Giorgio Delgado

Zero dependancy Pub / Sub system with PostgreSQL

May 27, 2018

At Setter we have a 2nd generation API server that handles:

This is all quite typical stuff.

Communicating With Systems Outside Of Our Control

In the process of handling some of these requests, we have to communicate with 3rd party services.

One example being customer order approvals, in which we have to send the customer an email to confirm the order and provide a sort of feedback loop to the user.

So in this case, the flow looks like:

  1. Receive API request from mobile app
  2. Process API request (which will involve make some DB inserts / updates)
  3. Dispatch API request to 3rd party email provider (in our case we use Postmark and we highly recommend it)

By making API requests directly from our system, we've now reduced the certainty of success, and introduced incomplete states. For example, Postmark (the email service provider we use) could be down for routine maintenance, and hence a request to their service could fail at unpredictable times. This introduces an incomplete state in that the customer will never receive an email to let them know that their order was indeed processed and acknowledged.

This sort of thing has happened a few times at our company.

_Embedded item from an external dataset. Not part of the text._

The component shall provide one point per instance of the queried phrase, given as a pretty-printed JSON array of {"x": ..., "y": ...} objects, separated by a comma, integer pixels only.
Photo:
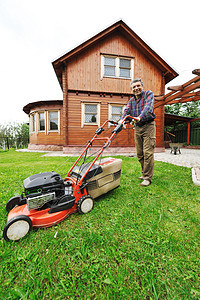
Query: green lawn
[{"x": 137, "y": 243}]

Eliminating The Dependancy on 3rd Party Services

Currently we're undergoing an internal RFC processes to decide how we're going to decouple 3rd party services from the core of our system.

I took the lead on this particular RFC (although I've had lots of guidance from my colleagues while writing it), and in this post I discuss the bulk of it.

What I'm proposing at our company is that we leverage the technologies we already have (PostgreSQL & NodeJS) in order to not increase system complexity - as opposed to using a tool such as RabbitMQ (not to say that RabbitMQ is bad).

By using PostgreSQL's LISTEN / NOTIFY features, you have everything you need in order to have a high-performance, fault-taulerant pub / sub system.

I went ahead and created an example app that implements this system - feedback welcome!

https://github.com/gDelgado14/pg-pubsub

Here are the relevant parts of the example project (as found in the README.md):

Implementing the "Pub" in Pub / Sub

The migrations folder contains the schemas / triggers / and SQL functions necessary to implement the publishing aspect of the system.

More specifically,a db_events table is created which stores messages sent into the pub sub system. Further, there is a trigger made that executes a sql function on any insertion into the db_events.

Implementing the "Sub" in Pub / Sub

Inside src/services/client.ts, I use the pg module to:

  1. Connect to the db
  2. Listen to "pub_sub" events being invoked from within postgres (which I've defined in the migrations)
  3. Invoke any asynchronous functions associated with the various events that can occur in the system.

Now you can subscribe to any event you want. You can define the events in your code. It really helps if you use a statically-typed language (which is why I implemented the example in TypeScript) so that your message payload is always consistent to the message the payload is associated to.

You can see some example channel / payload combinations inside src/services/client.ts. For example, if you publish an sms message, the payload going in and out of the pub / sub system will always be { msg: 'some string' }

Another awesome aspect of this system is that you can choose to run your subscription logic on a different machine / runtime / language. This is because it's postgres that's sending messages into the runtime. In my example I kept it simple and had both the publishing and subscribing happening in the same app, but it doesn't have to be that way if you don't want it to be!

Handling failure gracefully

One thing I haven't thought enough about is how to handle message processing failures.

Example: Say I publish an email message into the pub / sub system and a subscriber tries to process the message by, say, sending an API request to Postmark and Postmark is down. How should I best manage this?

I think implementing an exponential back-off retry might be the right approach.

Would love to hear your thoughts on this!